Media personality and anti-war filmmaker Phil Donahue continued to speak out on the Iraq War this week, telling Current that former President George Bush, Vice President Dick Cheney and the media helped green-light an invasion that is still responsible for daily pain and suffering.
"These are the guys who can’t wait to prove they're tough and use other people's kids to make the case," Donahue said, reminding of Bush's infamous "bring them on" remark. "The more you examine this, the more you are just outraged by the hypocrisy, the rah-rah of the media."
(Watch the video above, via Current)
One reminder of the lasting agony of war is Tomas Young, a paralyzed Iraq veteran who, after a nine-year struggle with complications resulting from a gunshot wound that severed his spine in 2004, has announced that he will reject treatment and allow himself to die later this year.

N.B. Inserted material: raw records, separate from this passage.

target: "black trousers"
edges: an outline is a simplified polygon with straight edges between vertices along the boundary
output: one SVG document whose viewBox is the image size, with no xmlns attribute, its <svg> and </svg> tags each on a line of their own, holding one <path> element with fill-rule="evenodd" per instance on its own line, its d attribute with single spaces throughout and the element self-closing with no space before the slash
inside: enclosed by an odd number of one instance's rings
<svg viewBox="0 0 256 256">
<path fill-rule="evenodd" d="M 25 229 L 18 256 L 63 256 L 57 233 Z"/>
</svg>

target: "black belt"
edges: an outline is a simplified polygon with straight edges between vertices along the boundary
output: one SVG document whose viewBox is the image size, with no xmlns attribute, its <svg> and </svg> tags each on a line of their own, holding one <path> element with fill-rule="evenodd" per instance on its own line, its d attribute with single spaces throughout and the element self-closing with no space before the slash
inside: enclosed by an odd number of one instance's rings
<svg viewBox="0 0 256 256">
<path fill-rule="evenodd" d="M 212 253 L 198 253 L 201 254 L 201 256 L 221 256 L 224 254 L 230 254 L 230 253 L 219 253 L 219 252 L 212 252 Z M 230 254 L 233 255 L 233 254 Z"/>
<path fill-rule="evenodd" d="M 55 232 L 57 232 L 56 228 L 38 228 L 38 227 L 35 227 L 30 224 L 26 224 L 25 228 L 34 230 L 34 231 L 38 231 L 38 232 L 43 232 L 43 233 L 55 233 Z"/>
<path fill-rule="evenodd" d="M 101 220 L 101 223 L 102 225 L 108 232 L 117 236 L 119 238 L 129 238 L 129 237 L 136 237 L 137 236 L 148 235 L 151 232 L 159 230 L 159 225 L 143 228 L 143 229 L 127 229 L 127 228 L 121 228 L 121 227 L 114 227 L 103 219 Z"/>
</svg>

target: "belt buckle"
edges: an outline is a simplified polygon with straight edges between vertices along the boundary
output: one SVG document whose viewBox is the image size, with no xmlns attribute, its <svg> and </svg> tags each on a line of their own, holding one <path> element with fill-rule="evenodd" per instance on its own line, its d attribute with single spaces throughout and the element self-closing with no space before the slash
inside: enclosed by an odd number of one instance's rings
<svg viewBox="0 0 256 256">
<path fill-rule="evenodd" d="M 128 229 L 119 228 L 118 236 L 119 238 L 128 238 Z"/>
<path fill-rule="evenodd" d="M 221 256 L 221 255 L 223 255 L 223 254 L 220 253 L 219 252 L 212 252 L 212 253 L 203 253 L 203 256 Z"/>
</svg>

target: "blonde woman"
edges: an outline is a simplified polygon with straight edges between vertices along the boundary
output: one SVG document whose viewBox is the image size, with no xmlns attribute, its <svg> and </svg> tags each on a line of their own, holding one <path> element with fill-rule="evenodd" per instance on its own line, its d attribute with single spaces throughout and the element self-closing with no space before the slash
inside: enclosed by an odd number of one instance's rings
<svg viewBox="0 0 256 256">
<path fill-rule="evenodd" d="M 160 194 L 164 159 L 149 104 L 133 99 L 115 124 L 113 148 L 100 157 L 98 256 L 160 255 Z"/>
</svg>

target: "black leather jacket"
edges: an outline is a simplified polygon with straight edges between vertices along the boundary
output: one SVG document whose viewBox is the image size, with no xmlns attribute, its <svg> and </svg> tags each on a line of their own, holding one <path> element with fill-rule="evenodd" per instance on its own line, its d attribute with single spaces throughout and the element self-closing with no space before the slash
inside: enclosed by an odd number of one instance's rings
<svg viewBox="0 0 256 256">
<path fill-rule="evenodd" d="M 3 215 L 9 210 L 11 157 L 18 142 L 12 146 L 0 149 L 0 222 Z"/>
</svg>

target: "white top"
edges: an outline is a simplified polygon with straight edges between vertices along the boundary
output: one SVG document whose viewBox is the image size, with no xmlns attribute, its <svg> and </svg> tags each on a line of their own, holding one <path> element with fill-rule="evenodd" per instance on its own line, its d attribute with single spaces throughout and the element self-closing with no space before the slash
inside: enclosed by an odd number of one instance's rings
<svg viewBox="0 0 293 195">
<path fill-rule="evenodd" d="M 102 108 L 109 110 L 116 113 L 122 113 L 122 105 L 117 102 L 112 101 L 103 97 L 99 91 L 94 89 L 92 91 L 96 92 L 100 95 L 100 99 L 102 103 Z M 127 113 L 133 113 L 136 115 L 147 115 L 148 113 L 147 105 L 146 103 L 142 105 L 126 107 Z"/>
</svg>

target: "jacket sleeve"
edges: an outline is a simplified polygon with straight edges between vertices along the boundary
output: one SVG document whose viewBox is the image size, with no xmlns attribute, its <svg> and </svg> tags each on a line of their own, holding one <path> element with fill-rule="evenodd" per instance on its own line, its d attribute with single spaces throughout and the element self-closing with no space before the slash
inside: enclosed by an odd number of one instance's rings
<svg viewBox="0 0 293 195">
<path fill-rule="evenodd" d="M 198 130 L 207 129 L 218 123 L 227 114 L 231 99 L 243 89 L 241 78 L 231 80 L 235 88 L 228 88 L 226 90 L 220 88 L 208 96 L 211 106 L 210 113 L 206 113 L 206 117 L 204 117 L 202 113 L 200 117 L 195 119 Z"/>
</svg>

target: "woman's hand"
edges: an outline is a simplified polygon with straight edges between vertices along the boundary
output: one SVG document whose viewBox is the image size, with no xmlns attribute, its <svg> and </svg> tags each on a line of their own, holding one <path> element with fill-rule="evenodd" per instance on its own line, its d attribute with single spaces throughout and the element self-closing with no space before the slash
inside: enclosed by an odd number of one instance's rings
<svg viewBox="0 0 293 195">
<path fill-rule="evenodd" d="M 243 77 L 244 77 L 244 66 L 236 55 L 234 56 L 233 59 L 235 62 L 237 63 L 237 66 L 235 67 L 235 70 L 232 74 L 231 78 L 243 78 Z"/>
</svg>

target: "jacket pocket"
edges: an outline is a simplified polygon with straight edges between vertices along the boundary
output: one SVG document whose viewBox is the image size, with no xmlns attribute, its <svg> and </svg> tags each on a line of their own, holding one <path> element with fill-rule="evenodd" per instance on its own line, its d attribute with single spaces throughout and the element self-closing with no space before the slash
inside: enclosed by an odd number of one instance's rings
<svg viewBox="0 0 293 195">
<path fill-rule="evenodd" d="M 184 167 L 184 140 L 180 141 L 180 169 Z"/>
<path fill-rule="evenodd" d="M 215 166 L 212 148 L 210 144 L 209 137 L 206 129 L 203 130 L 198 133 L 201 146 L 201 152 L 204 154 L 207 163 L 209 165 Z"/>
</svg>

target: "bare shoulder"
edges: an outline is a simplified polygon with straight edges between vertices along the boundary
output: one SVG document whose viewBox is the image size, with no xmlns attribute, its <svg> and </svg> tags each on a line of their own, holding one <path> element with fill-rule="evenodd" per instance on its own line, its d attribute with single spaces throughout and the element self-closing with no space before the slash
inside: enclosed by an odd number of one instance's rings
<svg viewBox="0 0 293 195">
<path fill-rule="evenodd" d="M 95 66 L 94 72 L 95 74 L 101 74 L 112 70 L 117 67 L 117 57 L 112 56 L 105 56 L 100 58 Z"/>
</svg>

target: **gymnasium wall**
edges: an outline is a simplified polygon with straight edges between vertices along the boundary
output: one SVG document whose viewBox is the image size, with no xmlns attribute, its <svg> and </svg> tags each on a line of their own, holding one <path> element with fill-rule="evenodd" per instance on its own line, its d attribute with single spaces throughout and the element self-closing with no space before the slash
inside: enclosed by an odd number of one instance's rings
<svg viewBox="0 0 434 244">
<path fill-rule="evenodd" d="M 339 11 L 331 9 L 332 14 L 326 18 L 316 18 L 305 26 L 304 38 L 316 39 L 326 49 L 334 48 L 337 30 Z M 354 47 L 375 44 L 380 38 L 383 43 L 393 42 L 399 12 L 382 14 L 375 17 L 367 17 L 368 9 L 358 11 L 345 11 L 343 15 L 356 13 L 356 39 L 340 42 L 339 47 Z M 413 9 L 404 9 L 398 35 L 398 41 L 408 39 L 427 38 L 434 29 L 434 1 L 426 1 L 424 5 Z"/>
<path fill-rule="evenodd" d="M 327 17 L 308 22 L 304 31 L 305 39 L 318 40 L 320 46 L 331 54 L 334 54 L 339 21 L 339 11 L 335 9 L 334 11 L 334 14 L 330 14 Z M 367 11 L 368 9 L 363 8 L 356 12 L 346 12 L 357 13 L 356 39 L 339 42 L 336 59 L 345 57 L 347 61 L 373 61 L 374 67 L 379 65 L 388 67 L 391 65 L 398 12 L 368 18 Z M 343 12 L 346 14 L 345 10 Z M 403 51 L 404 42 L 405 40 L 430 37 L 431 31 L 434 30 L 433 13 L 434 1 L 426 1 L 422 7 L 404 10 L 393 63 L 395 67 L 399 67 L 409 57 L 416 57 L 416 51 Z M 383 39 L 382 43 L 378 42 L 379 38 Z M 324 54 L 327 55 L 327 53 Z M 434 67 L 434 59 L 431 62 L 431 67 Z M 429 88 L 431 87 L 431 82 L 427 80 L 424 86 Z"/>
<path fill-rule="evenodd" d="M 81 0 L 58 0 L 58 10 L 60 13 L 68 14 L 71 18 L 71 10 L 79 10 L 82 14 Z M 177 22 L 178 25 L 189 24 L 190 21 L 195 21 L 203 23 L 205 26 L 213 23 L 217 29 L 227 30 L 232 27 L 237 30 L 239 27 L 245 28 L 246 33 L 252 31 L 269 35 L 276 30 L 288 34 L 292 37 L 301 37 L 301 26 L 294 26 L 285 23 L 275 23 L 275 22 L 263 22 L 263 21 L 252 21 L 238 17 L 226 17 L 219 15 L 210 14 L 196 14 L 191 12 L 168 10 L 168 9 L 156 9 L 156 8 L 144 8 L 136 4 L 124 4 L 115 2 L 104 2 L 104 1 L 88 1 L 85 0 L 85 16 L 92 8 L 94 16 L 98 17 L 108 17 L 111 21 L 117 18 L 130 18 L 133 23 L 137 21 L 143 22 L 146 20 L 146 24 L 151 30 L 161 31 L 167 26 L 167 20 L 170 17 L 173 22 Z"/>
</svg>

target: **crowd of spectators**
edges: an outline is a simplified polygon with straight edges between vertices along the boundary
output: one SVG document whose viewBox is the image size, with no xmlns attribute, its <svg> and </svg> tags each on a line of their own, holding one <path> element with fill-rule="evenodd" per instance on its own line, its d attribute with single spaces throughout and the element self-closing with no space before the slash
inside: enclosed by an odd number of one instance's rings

Young never intended to be in Iraq, joining the Army after the Sept. 11 attacks thinking he'd be deployed to Afghanistan, where the terrorists behind the plot had been harbored.
Young was the subject of Donahue's 2008 film "Body of War," back when his health allowed him to speak clearly against what he has criticized as an inexcusable and unjustifiable military engagement. But Young suffered a pulmonary embolism and an anoxic brain injury in 2008, which left his speech impaired and his arms largely unusable. His health has since continued to deteriorate.
"It's so sad. He wanted to live. He took every hit you could imagine," Donahue said, explaining the toll the wound continued to take on Young's body.
Young shares Donahue's outrage at Bush and Cheney over the decision to go to war in Iraq. He expressed it in an open letter to the two men for the 10th anniversary of the Iraq invasion, accusing them of "egregious war crimes, of plunder and, finally, of murder, including the murder of thousands of young Americans -- my fellow veterans -- whose future you stole."
Donahue urged anybody touched by Young's story to help bring visibility to the struggle of wounded veterans, noting that the Department of Veteran Affairs has come up short in helping some soldiers receive treatment and benefits.